Monday, October 19, 2009


I think it was in 1st grade that we started the general music class. Then, in 4th grade, it became a bit more specialized and I started school violin lessons. Since, for the purposes of reading at a distance, I can’t really see, it was a challenge to come up with a solution. Today, the solution would probably involve a computer. I think I tried everything, including the kitchen sink but nothing worked.

These trials and errors are in no particular order since now they kind of run together. A special music stand that had a manually mobile arm on it was tried but that didn’t really work; moving a regular immobile music stand wasn’t effective. Then enlarged music was tried, first enlarged music with a foam back to make sure it didn’t fold over was tried. Then, plain enlarged music, without the foam was tried, but both foam and no foam were unsuccessful. I don’t blame anyone for having me try all these, after all, it wasn’t anyone’s fault technology hadn’t caught up. I finally just memorized the music. Some of it’s probably still rattling around my cabeza, it’s just that the time spiders keep weaving their webs. I wish I could show you some of the stuff I had, talk about dinosaurs. Some of my stuff was as big as some dino’s.

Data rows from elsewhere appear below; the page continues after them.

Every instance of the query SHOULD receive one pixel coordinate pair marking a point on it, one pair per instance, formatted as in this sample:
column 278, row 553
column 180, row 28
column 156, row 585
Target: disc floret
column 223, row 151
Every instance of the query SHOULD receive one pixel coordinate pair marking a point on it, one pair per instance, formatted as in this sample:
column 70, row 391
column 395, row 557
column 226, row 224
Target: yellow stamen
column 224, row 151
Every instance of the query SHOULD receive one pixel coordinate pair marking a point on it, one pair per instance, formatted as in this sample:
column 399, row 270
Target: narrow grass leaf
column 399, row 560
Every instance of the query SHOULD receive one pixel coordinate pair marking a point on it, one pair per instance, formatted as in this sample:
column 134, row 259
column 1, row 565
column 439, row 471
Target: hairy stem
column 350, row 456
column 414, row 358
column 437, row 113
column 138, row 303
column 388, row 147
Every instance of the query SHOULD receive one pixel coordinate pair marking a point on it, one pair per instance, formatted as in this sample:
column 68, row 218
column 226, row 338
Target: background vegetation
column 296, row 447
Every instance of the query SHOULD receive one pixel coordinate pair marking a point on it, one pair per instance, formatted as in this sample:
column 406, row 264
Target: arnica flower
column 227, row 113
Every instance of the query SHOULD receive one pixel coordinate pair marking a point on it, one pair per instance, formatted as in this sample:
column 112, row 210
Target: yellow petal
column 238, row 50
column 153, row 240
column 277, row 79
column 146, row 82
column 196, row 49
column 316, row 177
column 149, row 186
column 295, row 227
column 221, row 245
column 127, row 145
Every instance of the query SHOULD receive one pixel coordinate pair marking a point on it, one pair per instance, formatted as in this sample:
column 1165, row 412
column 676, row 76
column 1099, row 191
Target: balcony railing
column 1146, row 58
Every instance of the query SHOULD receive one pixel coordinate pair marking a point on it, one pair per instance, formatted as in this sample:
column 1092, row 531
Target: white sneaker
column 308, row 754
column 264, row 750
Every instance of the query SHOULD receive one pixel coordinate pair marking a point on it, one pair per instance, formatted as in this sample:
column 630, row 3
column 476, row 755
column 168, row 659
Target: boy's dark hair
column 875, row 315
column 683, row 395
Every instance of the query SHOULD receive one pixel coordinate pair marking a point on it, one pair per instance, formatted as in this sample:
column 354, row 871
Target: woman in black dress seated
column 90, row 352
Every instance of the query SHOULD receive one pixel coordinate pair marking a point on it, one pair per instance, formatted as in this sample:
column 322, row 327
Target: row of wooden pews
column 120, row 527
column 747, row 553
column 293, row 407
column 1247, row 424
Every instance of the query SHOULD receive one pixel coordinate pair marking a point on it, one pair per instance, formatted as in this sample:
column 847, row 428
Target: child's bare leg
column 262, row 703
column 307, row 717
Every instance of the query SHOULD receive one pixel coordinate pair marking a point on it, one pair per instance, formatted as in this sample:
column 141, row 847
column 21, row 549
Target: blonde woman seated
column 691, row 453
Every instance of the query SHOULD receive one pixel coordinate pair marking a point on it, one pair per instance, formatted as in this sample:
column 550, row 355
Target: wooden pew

I was able to play the pieces in the school concerts we had and I stayed with everyone else’s playing. I also have an extremely good ear and memory. It seems to be generally true, across all disabilities, when one sense is diminished or absent; the others’ take over and become more acute. I remember I had to play Pachelbel Canon a half-dozen times or so over a number of years.

I believe I started taking private lessons sometime in 5th grade. I was referred to Patty, my teacher for the private lessons, by my school music teacher. He was a very nice man. You should’ve seen the violin I started on, it was tiny. In the lessons I was taught from the Suzuki music books. The books also had demonstration cassette tapes with them. This wasn’t something strictly for me, it was for everyone.

Patty’s students had recitals too, they were at the Everhart museum. Once, I remember I tripped and broke the bridge on my violin but luckily I was able to use a replacement for the recital. All the recitals went fairly well. There was an interesting graduation ceremony from each book. One had to either play the songs from the book a lot or play some of your songs at a nursing home. I chose the nursing homes, though I seem to recall at least once where I attempted the other. At Patty’s house, where I took the lessons, she had a cat named Autumn and even though my mother loudly protested to me that she didn’t like cats, she was always petting and scratching it.

A lot of the time, it was insisted that I use a metronome to keep time and eventually, I wanted to something violent with the metronome. That’s all for now folks and thanks for reading.